Schmerzhaftigkeit sowie Wärme, beides prostaglandinvermittelte Kardinalsymptome einer Entzündung (TILLEY et al. 2001), nahmen in dieser Studie in beiden Gruppen an Tag 23 signifikant im Vergleich zur Erstuntersuchung ab. Auf Grund der von mehreren Autoren postulierten entzündungshemmenden Wirkung des ACS (WRIGHT-CARPENTER et al. 2004; FRISBIE et al. 2007; DAKIN et al. 2010) wären möglicherweise Unterschiede bei diesen klinischen Parametern zwischen den Gruppen zu erwarten gewesen. So wurde beispielsweise in einer in vitro Studie die Prostaglandinsynthese einer mit IL-1ß stimulierten Tenozytenkultur, stammend aus oberflächlichen Beugesehnen gesunder Pferde, um 30 % reduziert (DAKIN et al.

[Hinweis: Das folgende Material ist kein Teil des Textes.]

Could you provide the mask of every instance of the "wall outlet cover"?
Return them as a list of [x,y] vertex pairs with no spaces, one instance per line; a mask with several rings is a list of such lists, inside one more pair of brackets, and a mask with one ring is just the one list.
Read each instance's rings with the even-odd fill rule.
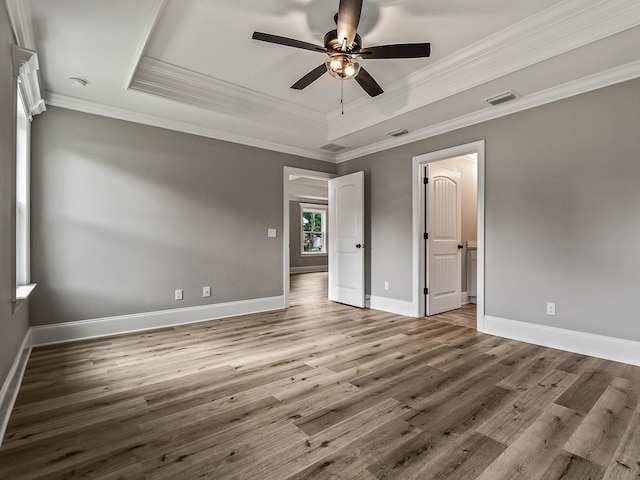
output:
[[211,287],[202,287],[202,296],[210,297],[211,296]]
[[182,289],[176,290],[176,294],[174,297],[176,300],[182,300]]
[[276,236],[277,236],[277,231],[276,231],[276,229],[275,229],[275,228],[269,228],[269,229],[267,230],[267,237],[269,237],[269,238],[276,238]]
[[556,304],[547,303],[547,315],[555,315],[555,314],[556,314]]

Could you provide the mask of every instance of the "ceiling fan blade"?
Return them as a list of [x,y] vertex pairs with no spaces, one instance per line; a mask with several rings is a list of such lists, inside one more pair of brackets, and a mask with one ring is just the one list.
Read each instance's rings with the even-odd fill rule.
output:
[[[338,9],[338,41],[344,45],[347,39],[347,47],[350,47],[356,39],[360,13],[362,12],[362,0],[340,0]],[[346,51],[344,48],[343,51]]]
[[360,72],[356,77],[356,82],[360,84],[362,89],[367,92],[370,97],[377,97],[384,92],[382,87],[378,85],[378,82],[376,82],[364,68],[360,68]]
[[254,40],[260,40],[261,42],[275,43],[277,45],[285,45],[287,47],[302,48],[303,50],[311,50],[312,52],[327,52],[327,49],[321,47],[320,45],[314,45],[313,43],[303,42],[294,38],[271,35],[270,33],[253,32],[252,38]]
[[366,59],[379,58],[421,58],[431,55],[430,43],[400,43],[363,48],[358,52]]
[[322,75],[327,73],[327,66],[323,63],[317,68],[314,68],[309,73],[307,73],[304,77],[298,80],[296,83],[291,85],[291,88],[294,90],[302,90],[303,88],[307,88],[317,79],[319,79]]

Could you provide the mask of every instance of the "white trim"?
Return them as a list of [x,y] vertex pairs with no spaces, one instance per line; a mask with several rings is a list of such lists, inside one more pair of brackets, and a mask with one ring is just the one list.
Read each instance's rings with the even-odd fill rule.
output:
[[422,232],[424,231],[424,212],[422,198],[424,185],[422,183],[422,167],[426,163],[437,162],[447,158],[460,157],[476,153],[478,158],[478,289],[477,289],[477,328],[484,331],[484,172],[485,172],[484,140],[458,145],[456,147],[425,153],[413,157],[412,160],[412,316],[420,318],[424,313],[424,295],[422,294],[422,279],[424,278],[424,253],[422,249]]
[[484,333],[640,366],[640,342],[487,315]]
[[303,207],[307,210],[318,210],[318,211],[327,211],[327,209],[329,208],[329,205],[327,205],[326,203],[304,203],[304,202],[299,202],[300,203],[300,207]]
[[[564,0],[327,115],[329,141],[640,24],[637,0]],[[398,109],[398,105],[402,105]]]
[[327,180],[330,178],[335,178],[335,174],[326,173],[326,172],[318,172],[316,170],[305,170],[302,168],[295,167],[284,167],[282,173],[282,182],[283,182],[283,197],[282,197],[282,289],[284,292],[284,308],[289,308],[289,290],[290,290],[290,282],[289,275],[287,273],[290,271],[291,267],[291,249],[290,249],[290,241],[291,241],[291,232],[289,225],[289,201],[292,200],[290,194],[290,185],[289,185],[289,176],[290,175],[298,175],[309,178],[319,178],[323,180]]
[[413,317],[413,303],[394,298],[378,297],[371,295],[368,308],[381,310],[383,312],[395,313],[405,317]]
[[291,267],[289,273],[314,273],[314,272],[328,272],[328,265],[310,265],[307,267]]
[[16,300],[26,300],[36,288],[37,283],[30,283],[29,285],[18,285],[16,287]]
[[462,292],[460,294],[460,304],[461,305],[467,305],[468,303],[471,303],[469,301],[469,292]]
[[166,3],[166,0],[154,0],[151,5],[151,10],[149,11],[149,16],[147,17],[147,22],[145,23],[144,30],[142,32],[142,37],[140,37],[138,47],[133,54],[133,61],[131,62],[131,67],[129,67],[129,71],[127,72],[127,76],[124,81],[124,88],[129,88],[131,86],[133,76],[138,70],[138,65],[142,60],[144,52],[147,50],[147,45],[149,45],[151,35],[158,24],[158,20],[160,20],[160,14],[162,14],[162,10]]
[[9,370],[7,378],[4,379],[2,390],[0,390],[0,446],[2,445],[4,434],[7,431],[13,405],[16,403],[16,398],[18,397],[24,371],[27,368],[27,362],[31,355],[31,349],[31,330],[29,330],[22,340],[13,365],[11,365],[11,370]]
[[47,107],[40,90],[40,64],[33,50],[13,46],[13,68],[20,80],[18,88],[29,120],[44,112]]
[[142,57],[129,89],[286,129],[326,129],[314,110],[155,58]]
[[469,127],[471,125],[518,113],[523,110],[529,110],[530,108],[539,107],[548,103],[557,102],[558,100],[563,100],[565,98],[615,85],[616,83],[633,80],[637,77],[640,77],[640,61],[627,63],[594,75],[589,75],[579,80],[574,80],[540,92],[532,93],[496,107],[487,107],[451,120],[445,120],[444,122],[440,122],[435,125],[414,130],[402,137],[383,140],[381,142],[367,145],[366,147],[339,153],[336,155],[336,163],[347,162],[366,155],[382,152],[390,148],[435,137],[460,128]]
[[198,307],[176,308],[117,317],[32,327],[33,344],[49,345],[154,330],[284,308],[284,297],[254,298]]
[[25,0],[5,0],[13,37],[16,44],[30,50],[36,49],[36,38],[33,34],[31,20],[31,2]]
[[190,133],[201,137],[215,138],[225,142],[238,143],[249,147],[262,148],[264,150],[272,150],[274,152],[287,153],[300,157],[313,158],[324,162],[335,163],[335,155],[328,152],[315,152],[304,148],[292,147],[281,143],[269,142],[259,138],[247,137],[244,135],[236,135],[211,127],[195,125],[192,123],[171,120],[157,115],[134,112],[125,108],[113,107],[102,103],[90,102],[80,98],[60,95],[58,93],[45,92],[48,105],[54,107],[67,108],[78,112],[91,113],[93,115],[101,115],[103,117],[116,118],[126,120],[128,122],[140,123],[142,125],[151,125],[152,127],[166,128],[177,132]]

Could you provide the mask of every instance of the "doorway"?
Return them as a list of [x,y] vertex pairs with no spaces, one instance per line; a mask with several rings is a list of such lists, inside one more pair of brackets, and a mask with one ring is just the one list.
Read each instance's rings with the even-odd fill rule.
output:
[[[304,179],[302,183],[306,183],[306,187],[309,187],[309,184],[318,187],[317,183],[324,185],[326,182],[327,209],[322,211],[318,205],[308,204],[301,208],[294,207],[294,210],[300,210],[302,213],[300,218],[302,231],[292,232],[291,219],[298,212],[292,212],[290,201],[300,197],[300,194],[293,195],[297,188],[296,185],[301,183],[300,179]],[[298,241],[296,237],[300,233],[301,248],[304,251],[308,245],[310,255],[322,253],[318,251],[318,245],[326,247],[329,300],[364,308],[364,249],[366,247],[364,238],[364,172],[353,172],[337,177],[330,173],[284,167],[283,181],[284,307],[289,308],[291,304],[291,253],[292,246]],[[312,197],[305,194],[305,198]],[[315,200],[319,200],[319,198],[316,196]],[[307,213],[308,218],[305,217]],[[312,228],[307,231],[304,227],[309,225],[322,225],[322,229]],[[297,230],[297,227],[295,229]]]
[[473,153],[424,166],[426,316],[476,303],[477,157]]
[[[453,160],[455,159],[455,160]],[[463,162],[469,162],[465,165]],[[471,164],[474,164],[473,166]],[[468,172],[475,170],[475,222],[469,222],[467,219],[467,228],[465,229],[465,235],[462,234],[462,227],[460,227],[459,234],[456,234],[457,227],[449,227],[452,232],[448,235],[451,237],[449,243],[452,243],[452,252],[443,250],[443,261],[440,262],[437,268],[434,268],[433,253],[438,250],[434,248],[433,240],[430,232],[427,230],[429,205],[425,202],[427,194],[433,195],[435,190],[429,192],[428,184],[425,183],[425,172],[428,171],[429,166],[437,165],[441,172],[440,178],[446,178],[446,172],[448,170],[467,170]],[[442,170],[444,169],[444,170]],[[435,169],[433,169],[435,170]],[[476,328],[479,331],[484,329],[484,141],[473,142],[470,144],[460,145],[458,147],[449,148],[446,150],[440,150],[436,152],[427,153],[413,157],[413,171],[414,181],[413,184],[413,308],[414,316],[422,317],[431,305],[434,307],[430,313],[436,313],[437,308],[442,305],[435,305],[434,293],[443,294],[442,298],[445,299],[445,310],[448,306],[455,304],[462,304],[467,302],[469,296],[469,288],[472,288],[471,292],[475,293],[476,301]],[[444,172],[444,173],[443,173]],[[473,177],[473,176],[471,176]],[[444,185],[445,182],[443,182]],[[451,183],[451,182],[450,182]],[[450,189],[450,185],[445,185],[445,197],[448,195],[450,198],[454,198],[456,192]],[[468,189],[469,190],[469,189]],[[469,192],[466,192],[467,195]],[[446,198],[445,198],[446,200]],[[467,203],[468,202],[467,198]],[[433,201],[433,199],[432,199]],[[433,205],[432,205],[433,206]],[[452,210],[450,207],[449,210]],[[434,212],[431,212],[434,220]],[[469,212],[467,212],[467,216]],[[475,225],[474,225],[475,224]],[[475,226],[476,235],[473,234],[473,227]],[[430,226],[433,229],[433,226]],[[429,235],[427,235],[429,234]],[[427,237],[431,238],[427,238]],[[463,236],[465,238],[463,238]],[[474,239],[472,237],[475,238]],[[446,240],[444,237],[442,240]],[[442,245],[447,242],[443,241]],[[431,252],[429,253],[429,247]],[[440,247],[441,245],[438,245]],[[462,248],[459,248],[462,247]],[[455,253],[454,253],[455,252]],[[458,253],[459,252],[459,253]],[[429,262],[429,255],[432,255],[431,262]],[[448,256],[448,257],[447,257]],[[431,271],[429,268],[431,263]],[[437,289],[432,290],[430,283],[434,281],[434,273],[440,273],[441,275],[447,275],[447,272],[442,270],[442,267],[446,266],[449,272],[449,277],[441,281],[442,285],[437,285]],[[476,275],[471,272],[475,269]],[[436,272],[436,270],[440,270]],[[444,272],[444,273],[443,273]],[[452,276],[455,273],[455,277]],[[462,275],[465,275],[463,280]],[[471,281],[470,281],[471,280]],[[475,280],[475,284],[473,282]],[[458,285],[460,285],[458,287]],[[462,286],[466,286],[467,296],[463,295]],[[475,287],[475,290],[473,288]],[[448,296],[448,298],[446,298]],[[473,300],[473,298],[471,299]],[[431,303],[430,303],[431,301]],[[453,308],[457,308],[455,305]],[[443,310],[440,310],[443,311]]]
[[[328,181],[334,177],[330,173],[284,167],[282,244],[285,308],[289,308],[291,303],[291,274],[328,271],[326,206]],[[305,224],[305,219],[313,227]],[[306,231],[305,225],[311,229]],[[322,285],[323,282],[316,284]],[[326,298],[326,291],[323,293]]]

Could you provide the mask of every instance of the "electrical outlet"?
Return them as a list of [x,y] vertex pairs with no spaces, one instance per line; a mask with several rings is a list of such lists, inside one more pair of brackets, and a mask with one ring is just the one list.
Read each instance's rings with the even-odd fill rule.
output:
[[175,299],[182,300],[182,289],[176,290]]
[[547,303],[547,315],[555,315],[555,314],[556,314],[556,304]]
[[267,237],[276,238],[277,236],[278,236],[278,231],[275,228],[268,228],[267,229]]
[[211,296],[211,287],[202,287],[202,296],[210,297]]
[[384,282],[384,289],[389,290],[389,282]]

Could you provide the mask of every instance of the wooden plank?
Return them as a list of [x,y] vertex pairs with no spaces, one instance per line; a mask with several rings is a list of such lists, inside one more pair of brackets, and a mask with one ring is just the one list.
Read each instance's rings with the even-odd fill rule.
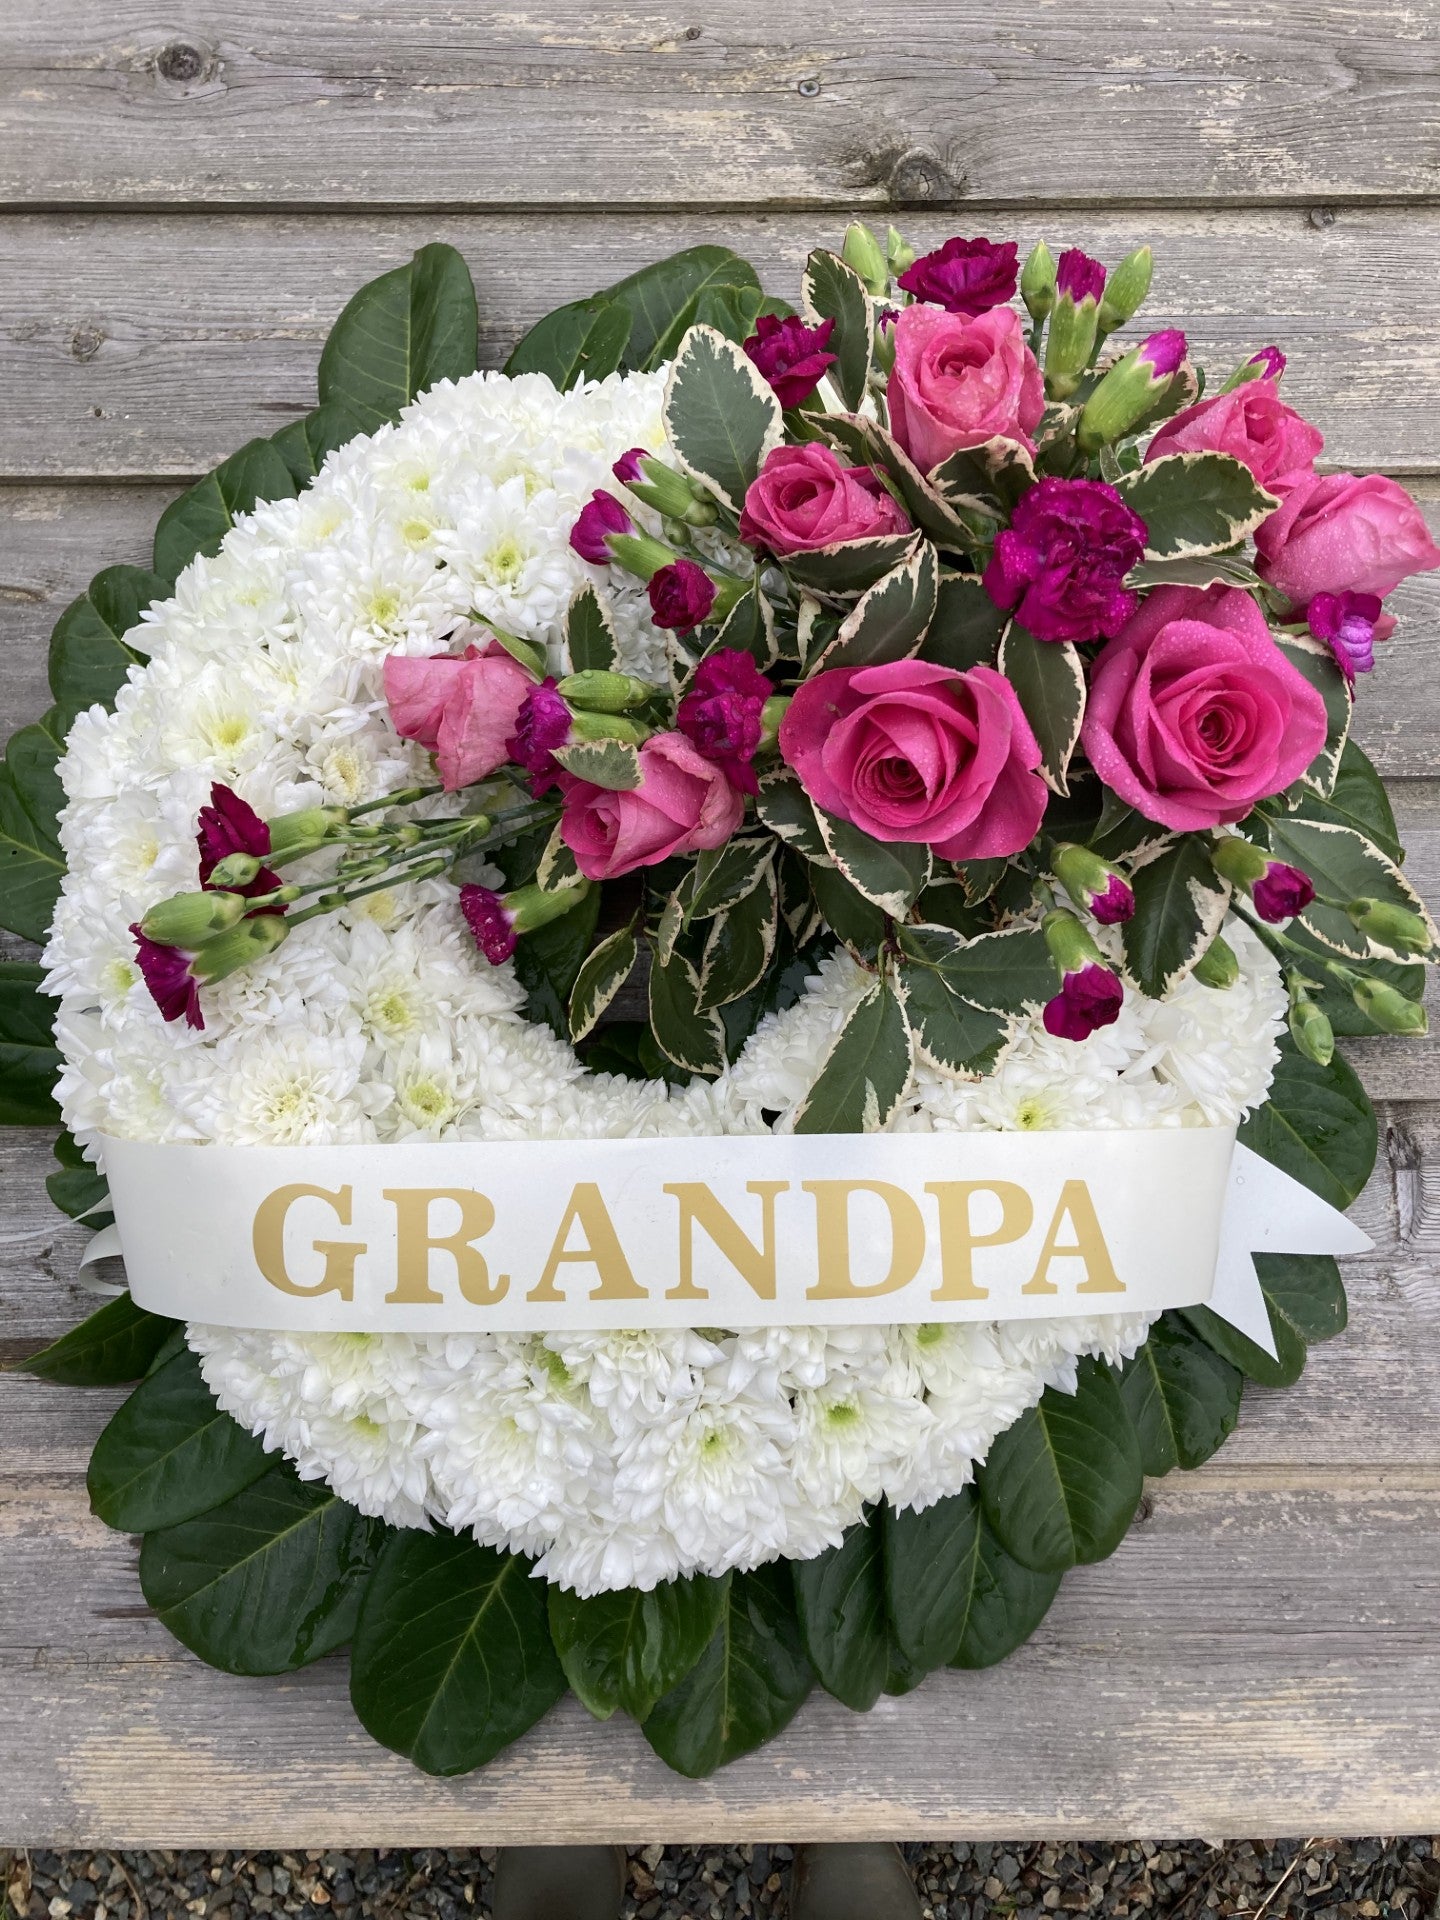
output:
[[355,1723],[343,1659],[203,1667],[137,1613],[134,1549],[79,1484],[25,1482],[0,1504],[0,1822],[107,1847],[1434,1831],[1435,1477],[1215,1468],[1151,1499],[988,1672],[863,1717],[817,1693],[708,1781],[573,1699],[431,1780]]
[[[1407,484],[1440,538],[1440,479]],[[0,486],[0,734],[49,704],[51,627],[101,567],[148,564],[155,522],[173,492],[145,484]],[[1405,781],[1440,774],[1433,659],[1440,572],[1406,581],[1390,604],[1399,630],[1360,684],[1355,731],[1385,777]],[[1399,798],[1402,808],[1421,804],[1418,794]]]
[[[0,478],[192,476],[274,432],[311,404],[350,294],[428,240],[470,261],[484,362],[498,365],[547,309],[701,240],[748,254],[793,298],[806,252],[843,224],[838,212],[3,218]],[[1185,327],[1220,371],[1280,341],[1287,393],[1323,423],[1331,464],[1436,468],[1440,344],[1422,263],[1440,257],[1440,209],[1341,210],[1317,226],[1299,210],[966,208],[905,226],[925,244],[957,228],[1026,246],[1044,235],[1110,261],[1150,240],[1154,325]]]
[[1405,0],[1116,0],[1103,17],[828,0],[793,19],[766,0],[245,0],[192,30],[140,0],[54,0],[0,22],[0,198],[888,208],[1033,201],[1057,181],[1077,200],[1413,197],[1440,184],[1435,24]]

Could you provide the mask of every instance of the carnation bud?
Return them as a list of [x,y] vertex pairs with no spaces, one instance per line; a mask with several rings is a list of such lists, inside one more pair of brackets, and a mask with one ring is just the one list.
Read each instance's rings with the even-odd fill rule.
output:
[[1311,999],[1306,983],[1292,973],[1290,988],[1290,1037],[1307,1060],[1317,1067],[1328,1067],[1335,1054],[1335,1030]]
[[1430,929],[1418,913],[1390,900],[1352,900],[1345,909],[1351,924],[1377,946],[1394,953],[1429,953]]
[[624,567],[627,573],[636,574],[642,580],[653,578],[662,567],[672,566],[677,558],[673,547],[667,547],[663,540],[652,539],[648,533],[641,533],[638,529],[630,533],[612,533],[606,541],[606,547],[617,567]]
[[1245,840],[1239,834],[1226,834],[1210,849],[1210,864],[1222,880],[1228,880],[1232,886],[1244,887],[1248,893],[1257,880],[1263,880],[1265,869],[1270,865],[1270,856],[1253,840]]
[[1135,893],[1130,882],[1118,867],[1088,847],[1057,847],[1051,871],[1075,904],[1092,913],[1101,926],[1113,927],[1134,918]]
[[588,707],[593,713],[624,713],[627,707],[643,707],[656,689],[633,673],[587,667],[583,673],[566,674],[555,691],[572,706]]
[[1220,392],[1233,393],[1236,387],[1246,386],[1252,380],[1278,380],[1284,371],[1285,356],[1279,347],[1262,347],[1235,369]]
[[1119,440],[1153,411],[1185,358],[1185,336],[1165,327],[1122,353],[1085,402],[1075,429],[1077,445],[1094,453]]
[[667,519],[690,527],[715,524],[715,504],[708,495],[644,447],[632,447],[622,454],[611,472],[637,500]]
[[1119,1017],[1125,989],[1073,913],[1057,908],[1042,923],[1045,944],[1060,970],[1060,991],[1042,1013],[1045,1031],[1059,1040],[1088,1040]]
[[190,962],[190,971],[197,980],[223,980],[226,974],[238,973],[273,953],[289,933],[290,922],[282,914],[257,913],[228,933],[207,940]]
[[249,911],[243,893],[212,889],[160,900],[140,921],[140,931],[159,947],[200,947],[233,927]]
[[1240,978],[1240,962],[1230,942],[1217,933],[1191,971],[1202,987],[1214,987],[1223,993]]
[[1079,247],[1067,247],[1055,269],[1055,304],[1045,337],[1045,392],[1066,400],[1090,364],[1100,319],[1105,269]]
[[1105,956],[1099,947],[1075,915],[1067,913],[1063,907],[1046,914],[1041,922],[1041,931],[1050,949],[1050,958],[1062,975],[1078,973],[1082,967],[1092,963],[1105,964]]
[[1020,274],[1020,298],[1037,325],[1055,304],[1055,262],[1043,240],[1037,240]]
[[1303,913],[1315,898],[1308,873],[1284,860],[1272,860],[1239,834],[1227,834],[1210,849],[1210,864],[1222,880],[1250,895],[1255,911],[1272,926]]
[[638,747],[650,738],[653,729],[623,713],[593,713],[584,708],[571,709],[570,744],[580,740],[625,740]]
[[845,244],[840,258],[865,282],[866,290],[877,296],[890,286],[890,266],[878,237],[863,220],[852,220],[845,229]]
[[227,853],[210,869],[209,887],[248,887],[265,862],[255,853]]
[[1127,320],[1135,318],[1150,291],[1154,267],[1155,255],[1149,247],[1136,247],[1133,253],[1126,254],[1105,283],[1104,298],[1100,302],[1102,333],[1113,333]]
[[298,813],[282,813],[267,822],[270,828],[269,864],[284,858],[299,858],[298,849],[309,853],[337,828],[348,825],[343,807],[302,807]]
[[780,722],[790,711],[791,698],[792,696],[788,693],[777,693],[761,707],[760,745],[756,748],[757,753],[763,753],[767,747],[773,747],[780,738]]
[[463,886],[460,911],[465,916],[475,944],[498,967],[515,951],[521,934],[548,926],[562,914],[578,907],[590,892],[588,880],[576,880],[548,891],[532,882],[511,893],[496,893],[493,887]]
[[902,273],[908,273],[915,264],[915,249],[901,235],[898,227],[891,227],[885,235],[885,259],[894,280],[898,280]]
[[1382,1033],[1424,1033],[1430,1024],[1420,1002],[1407,999],[1388,980],[1372,980],[1363,973],[1351,974],[1350,997]]

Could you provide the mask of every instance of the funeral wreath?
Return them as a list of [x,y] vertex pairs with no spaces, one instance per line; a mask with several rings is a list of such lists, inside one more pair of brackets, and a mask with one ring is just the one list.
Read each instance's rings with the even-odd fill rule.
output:
[[[43,944],[0,965],[0,1118],[63,1126],[56,1204],[123,1250],[133,1143],[663,1139],[703,1181],[717,1142],[1238,1128],[1348,1206],[1376,1130],[1336,1037],[1423,1032],[1437,957],[1350,720],[1440,549],[1317,465],[1277,347],[1207,376],[1137,325],[1151,264],[856,224],[792,307],[697,247],[503,373],[452,250],[363,288],[314,411],[66,611],[0,768],[0,923]],[[422,1209],[386,1297],[458,1277],[469,1317],[387,1331],[323,1317],[359,1242],[316,1178],[255,1234],[301,1318],[143,1305],[134,1260],[29,1370],[138,1382],[90,1494],[172,1633],[237,1674],[348,1648],[436,1773],[567,1687],[700,1775],[817,1684],[992,1664],[1345,1322],[1311,1251],[1256,1254],[1258,1319],[1127,1308],[1081,1182],[1012,1315],[982,1261],[1030,1218],[991,1182],[938,1195],[914,1310],[901,1202],[881,1280],[817,1192],[825,1314],[632,1325],[644,1260],[577,1179],[508,1297],[598,1276],[604,1314],[491,1330],[490,1216]],[[743,1221],[665,1192],[763,1302],[784,1186]]]

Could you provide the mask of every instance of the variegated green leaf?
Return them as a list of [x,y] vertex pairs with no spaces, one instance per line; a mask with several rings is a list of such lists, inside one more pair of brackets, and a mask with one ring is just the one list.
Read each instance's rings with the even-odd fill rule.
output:
[[1124,927],[1126,970],[1142,993],[1160,1000],[1220,931],[1230,888],[1210,864],[1209,841],[1201,834],[1132,867],[1130,884],[1135,915]]
[[878,1133],[910,1084],[910,1031],[877,980],[840,1029],[795,1114],[796,1133]]
[[692,327],[670,369],[665,430],[691,478],[738,513],[785,427],[780,402],[734,341]]
[[925,541],[883,580],[877,580],[846,614],[840,631],[812,671],[873,667],[915,653],[935,612],[938,567]]
[[835,355],[830,378],[845,405],[865,398],[875,340],[875,307],[859,274],[837,254],[817,247],[805,268],[802,298],[806,317],[818,324],[834,321],[828,351]]
[[639,949],[633,922],[587,954],[570,990],[570,1038],[583,1040],[630,978]]
[[817,807],[825,851],[840,872],[892,920],[907,914],[930,879],[930,849],[909,840],[872,840],[868,833]]
[[1167,453],[1115,482],[1145,522],[1145,558],[1222,553],[1252,534],[1280,502],[1228,453]]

2010). Andere Autoren berichten von signifikanten Verbesserungen der klinischen Entzündungssymptome nach Behandlung von osteoarthritischen Gelenken mittels ACS (FRISBIE et al. 2007; BALTZER et al. 2009). Die Entwicklung der Druckdolenz und Wärme in der hier vorliegenden Studie entspricht einer für Sehnen typischerweise mit der Zeit nachlassenden Entzündungsreaktion, da sich die Sehnen zum Zeitpunkt der ersten Nachuntersuchung (Tag 12) bereits z.T. in der Proliferationsphase befanden (STASHAK 1992). Möglicherweise kam es zu Unterschieden zwischen Tag 1 und Tag 12, so dass tägliche klinische Untersuchungen während dieser sensiblen Phase der Sehnenheilung für eine lückenlose Beobachtung wertvoll gewesen wären. Der fehlende Unterschied zwischen den beiden Gruppen kann schließlich in der Konzentration des IL-1RA bzw.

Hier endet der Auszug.